The other method is to make sure that we've really used all the contents. This can be done by using another parsec parser method instead, namely runParserT. We can combine this with our withFile approach from above:

parseFile :: ParsecT String () IO a -> FilePath -> IO (Either ParseError a) 
parseFile p filename = withFile filename ReadMode $ \handle ->
  hGetContents handle >>= runParserT p () filename

Again, withFile makes sure that we close the file. We can use this now in your loadFilm:

loadFile :: FilePath -> IO (Either ParseError [Film])
loadFile filename = parseFile films filename

This version of loadFile won't keep the file locked anymore.



回答2:

The problem is that readFile doesn't actually read the entire file into memory immediately; it opens the file and instantly returns a string. As you "look at" the string, behind the scenes the file is being read. So when readFile returns, the file it still open for reading, and you can't do anything else with it. This is called "lazy I/O", and many people consider it to be "evil" precisely because it tends to cause problems like the one you currently have.

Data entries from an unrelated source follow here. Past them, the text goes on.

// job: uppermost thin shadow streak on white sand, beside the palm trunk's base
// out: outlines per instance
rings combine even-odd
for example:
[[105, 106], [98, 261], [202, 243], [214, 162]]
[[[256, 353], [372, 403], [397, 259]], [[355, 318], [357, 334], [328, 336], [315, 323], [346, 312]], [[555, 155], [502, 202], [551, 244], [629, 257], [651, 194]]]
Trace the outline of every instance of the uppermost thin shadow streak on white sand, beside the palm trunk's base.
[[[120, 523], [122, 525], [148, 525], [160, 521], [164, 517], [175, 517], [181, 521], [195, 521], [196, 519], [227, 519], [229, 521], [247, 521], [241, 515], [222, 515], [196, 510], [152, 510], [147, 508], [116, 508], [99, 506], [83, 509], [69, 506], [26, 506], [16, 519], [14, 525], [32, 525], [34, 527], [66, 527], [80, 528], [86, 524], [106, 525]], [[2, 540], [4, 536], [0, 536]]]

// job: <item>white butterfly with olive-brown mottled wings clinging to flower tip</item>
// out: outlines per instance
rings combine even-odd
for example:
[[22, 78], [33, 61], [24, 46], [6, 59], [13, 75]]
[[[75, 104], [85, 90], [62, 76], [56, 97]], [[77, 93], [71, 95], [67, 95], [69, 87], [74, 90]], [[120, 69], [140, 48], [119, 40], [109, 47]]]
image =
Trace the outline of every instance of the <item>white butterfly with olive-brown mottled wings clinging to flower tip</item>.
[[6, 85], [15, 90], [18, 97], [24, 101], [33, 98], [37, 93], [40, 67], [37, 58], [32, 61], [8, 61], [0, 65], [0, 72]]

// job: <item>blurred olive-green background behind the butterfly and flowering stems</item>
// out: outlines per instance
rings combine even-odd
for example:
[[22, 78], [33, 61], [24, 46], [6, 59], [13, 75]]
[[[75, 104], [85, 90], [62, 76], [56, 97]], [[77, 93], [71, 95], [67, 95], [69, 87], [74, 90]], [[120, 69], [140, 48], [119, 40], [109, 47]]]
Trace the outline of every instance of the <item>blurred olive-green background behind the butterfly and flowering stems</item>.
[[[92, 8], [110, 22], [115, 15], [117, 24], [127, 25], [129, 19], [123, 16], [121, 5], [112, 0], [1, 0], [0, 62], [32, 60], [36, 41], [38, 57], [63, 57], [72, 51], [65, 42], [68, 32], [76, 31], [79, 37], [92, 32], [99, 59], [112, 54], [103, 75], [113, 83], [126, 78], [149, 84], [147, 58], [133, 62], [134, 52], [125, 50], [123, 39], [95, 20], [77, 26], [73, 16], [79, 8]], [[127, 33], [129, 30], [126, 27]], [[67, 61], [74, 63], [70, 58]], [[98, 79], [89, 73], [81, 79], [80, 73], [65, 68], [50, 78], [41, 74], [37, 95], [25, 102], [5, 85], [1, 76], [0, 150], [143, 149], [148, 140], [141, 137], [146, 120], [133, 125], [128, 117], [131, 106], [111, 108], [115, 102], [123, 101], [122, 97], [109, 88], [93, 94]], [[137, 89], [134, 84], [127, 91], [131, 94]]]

There are several ways you can go about fixing this. Probably the simplest is to just force the whole string into memory before continuing. Calculating the length of the string will do that — but only if you "use" the length for something, because the length itself is lazy. (See how this rapidly becomes messy? This is why people avoid lazy I/O.)

The simplest thing you could try is printing the number of films loaded right before you try to append to the database.

main = do
  putStr "Enter your Username:  "
  name <- getLine
  filmsDatabase <- loadFile "neo.txt"
  putStrLn $ "Loaded " ++ show (length filmsDatabase) ++ " films."
  appendFile "neo.txt" (show filmsDatabase)
  putStrLn "Your changes to the database have been successfully saved."

It's kind of evil that what looks like a simple print message is actually fundamental to making the code work though!

The other alternative is to save the new database under a different name, and then delete the old file and rename the new one over the top of the old one. This does have the advantage that if the program were to crash half way through saving, you haven't just lost all your stuff.